• [^] # Re: Ça ne donne pas tellement envie...

    Posté par . En réponse à la dépêche Conférence - Débat avec Antoine Moreau. Évalué à 3.

    Je suis en grande partie convaincu par le mouvement Art Libre, mais je trouve que la présentation d'Antoine Moreau ne donne pas tellement envie, et ne répond pas à la peur des gens face au renoncement à une partie de leurs droits.


    Certes, Antoine n'est ni un marchand, ni un juriste, ni un homme de marketing. Ce n'est pas, selon moi, ce qui constitue un frein au mouvement qu'il a lancé et qu'il anime, malgré les écueils nombreux qui surgissent sur son chemin.

    Pour reprendre tes points :
    - Le Copyleft artistique permet d'entériner le fait qu'on ne sort pas de nulle part sans influence ni source d'inspiration, et qu'on espère soi-même pouvoir inspirer d'autres. Dans ce sens, la LAL facilite cette reconnaissance car elle incite au métissage et à citer explicitement de qui on tient des éléments de ses propres oeuvres,

    - Naturellement pour la question des oeuvres dérivées, il suffit de s'y pencher 2 minutes pour comprendre que le droit de modification s'applique à une copie de l'oeuvre.

    - Donner une valeur aux seules oeuvres ayant une «concrétisation» me semble très réducteur.
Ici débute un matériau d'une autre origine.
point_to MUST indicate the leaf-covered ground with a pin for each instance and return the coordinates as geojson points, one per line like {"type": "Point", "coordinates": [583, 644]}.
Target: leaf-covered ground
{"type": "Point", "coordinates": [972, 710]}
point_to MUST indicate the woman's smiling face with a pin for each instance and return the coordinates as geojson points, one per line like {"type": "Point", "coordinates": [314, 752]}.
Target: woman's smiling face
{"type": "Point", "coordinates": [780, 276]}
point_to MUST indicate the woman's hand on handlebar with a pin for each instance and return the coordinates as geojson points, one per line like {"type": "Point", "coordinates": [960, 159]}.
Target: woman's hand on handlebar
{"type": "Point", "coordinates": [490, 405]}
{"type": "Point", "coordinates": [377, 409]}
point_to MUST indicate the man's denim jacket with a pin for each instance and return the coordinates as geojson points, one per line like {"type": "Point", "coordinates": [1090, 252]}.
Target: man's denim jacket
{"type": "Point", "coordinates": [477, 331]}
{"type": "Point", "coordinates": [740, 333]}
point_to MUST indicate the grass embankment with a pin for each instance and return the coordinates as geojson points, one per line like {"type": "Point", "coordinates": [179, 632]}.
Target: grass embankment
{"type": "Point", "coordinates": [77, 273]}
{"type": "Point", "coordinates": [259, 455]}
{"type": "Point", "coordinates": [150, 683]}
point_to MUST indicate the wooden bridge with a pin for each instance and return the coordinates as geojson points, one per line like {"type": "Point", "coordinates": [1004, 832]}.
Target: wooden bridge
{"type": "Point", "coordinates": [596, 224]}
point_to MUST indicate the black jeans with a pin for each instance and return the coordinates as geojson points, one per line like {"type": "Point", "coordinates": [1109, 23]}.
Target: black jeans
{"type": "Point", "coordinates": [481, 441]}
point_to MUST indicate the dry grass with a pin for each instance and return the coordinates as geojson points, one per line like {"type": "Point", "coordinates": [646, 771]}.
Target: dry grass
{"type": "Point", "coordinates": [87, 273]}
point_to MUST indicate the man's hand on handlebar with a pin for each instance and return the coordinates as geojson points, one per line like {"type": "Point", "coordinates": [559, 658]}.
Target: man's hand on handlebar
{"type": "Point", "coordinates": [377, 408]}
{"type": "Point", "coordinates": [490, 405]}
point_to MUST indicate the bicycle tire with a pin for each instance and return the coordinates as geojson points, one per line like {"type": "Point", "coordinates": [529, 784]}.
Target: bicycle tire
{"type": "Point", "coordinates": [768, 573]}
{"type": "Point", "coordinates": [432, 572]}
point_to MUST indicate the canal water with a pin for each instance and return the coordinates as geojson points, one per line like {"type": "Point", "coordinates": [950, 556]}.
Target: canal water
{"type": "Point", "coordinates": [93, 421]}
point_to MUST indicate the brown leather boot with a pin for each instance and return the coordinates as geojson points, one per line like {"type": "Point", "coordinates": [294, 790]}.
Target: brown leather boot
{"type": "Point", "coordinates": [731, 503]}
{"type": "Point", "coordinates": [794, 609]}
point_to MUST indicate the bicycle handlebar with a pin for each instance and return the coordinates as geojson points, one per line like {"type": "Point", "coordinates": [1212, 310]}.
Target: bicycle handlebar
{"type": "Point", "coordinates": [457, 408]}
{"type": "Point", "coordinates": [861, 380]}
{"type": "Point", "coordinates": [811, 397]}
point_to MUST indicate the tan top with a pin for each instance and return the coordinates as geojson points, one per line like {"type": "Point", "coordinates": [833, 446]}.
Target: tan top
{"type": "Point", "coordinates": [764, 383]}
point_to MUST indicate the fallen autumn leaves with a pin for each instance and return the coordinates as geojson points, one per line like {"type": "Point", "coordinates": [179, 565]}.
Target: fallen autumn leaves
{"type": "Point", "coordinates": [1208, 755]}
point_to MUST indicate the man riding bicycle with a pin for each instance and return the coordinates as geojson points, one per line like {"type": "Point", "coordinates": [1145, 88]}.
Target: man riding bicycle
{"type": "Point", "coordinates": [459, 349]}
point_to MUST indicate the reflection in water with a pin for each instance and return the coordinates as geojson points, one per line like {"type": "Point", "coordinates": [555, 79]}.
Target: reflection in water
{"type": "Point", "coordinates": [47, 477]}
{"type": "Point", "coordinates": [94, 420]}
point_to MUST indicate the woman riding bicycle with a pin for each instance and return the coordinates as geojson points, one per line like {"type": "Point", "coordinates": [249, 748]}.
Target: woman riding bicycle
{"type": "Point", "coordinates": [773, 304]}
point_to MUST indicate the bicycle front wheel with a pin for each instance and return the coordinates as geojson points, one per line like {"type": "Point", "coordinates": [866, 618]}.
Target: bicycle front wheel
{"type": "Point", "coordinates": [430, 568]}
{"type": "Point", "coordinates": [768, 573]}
Plus on avance dans les techniques et technologies numériques, plus on va voir d'oeuvres qui n'ont pas de telle «concrétisation». Par contre, il ne faut pas penser qu'aux ventes aux enchères, ce qui serait penser aux automobiles qu'en termes de Formule 1. On peut acheter une oeuvre non concrétisable (i.e. purement numérique) pour en avoir la primeur, pour se positionner en terme d'image (ex. : une entreprise, une marque), pour pérenniser la situation du créateur (qu'il n'ait pas besoin de faire de la peinture en bâtiment pour pouvoir faire ses peintures artistiques ;-)... Posséder l'objet unique commence à devenir... démodé ;-)

    - Pour ce dernier sujet, celui de la revente d'oeuvres, cela me fait penser à ceux qui réagissent en terme d'une économie de la rareté (qui va de pair avec l'exclusivité) là où le modèle numérique nous propose une économie de la légitimité (nouveau paradigme). Nombreuses sont les personnes (physiques ou morales) qui produisent du logiciel libre et qui vivent directement de cette production. Paradoxe ? Non. Ceux qui peuvent se le permettre vont «à la source» pour avoir des services associés «de la propre main du créateur». Les autres peuvent malgré tout en profiter mais ne pourront pas avoir du sur-mesure (ou par d'autres tiers, pas forcément aussi légitimes). En art, comme en informatique, celui qui produit mise sur le futur, et son potentiel créatif ; par contre, dans un modèle propriétaire, on mise sur le passé : ce que j'ai déjà produit, ce que j'ai déjà inventé/créé.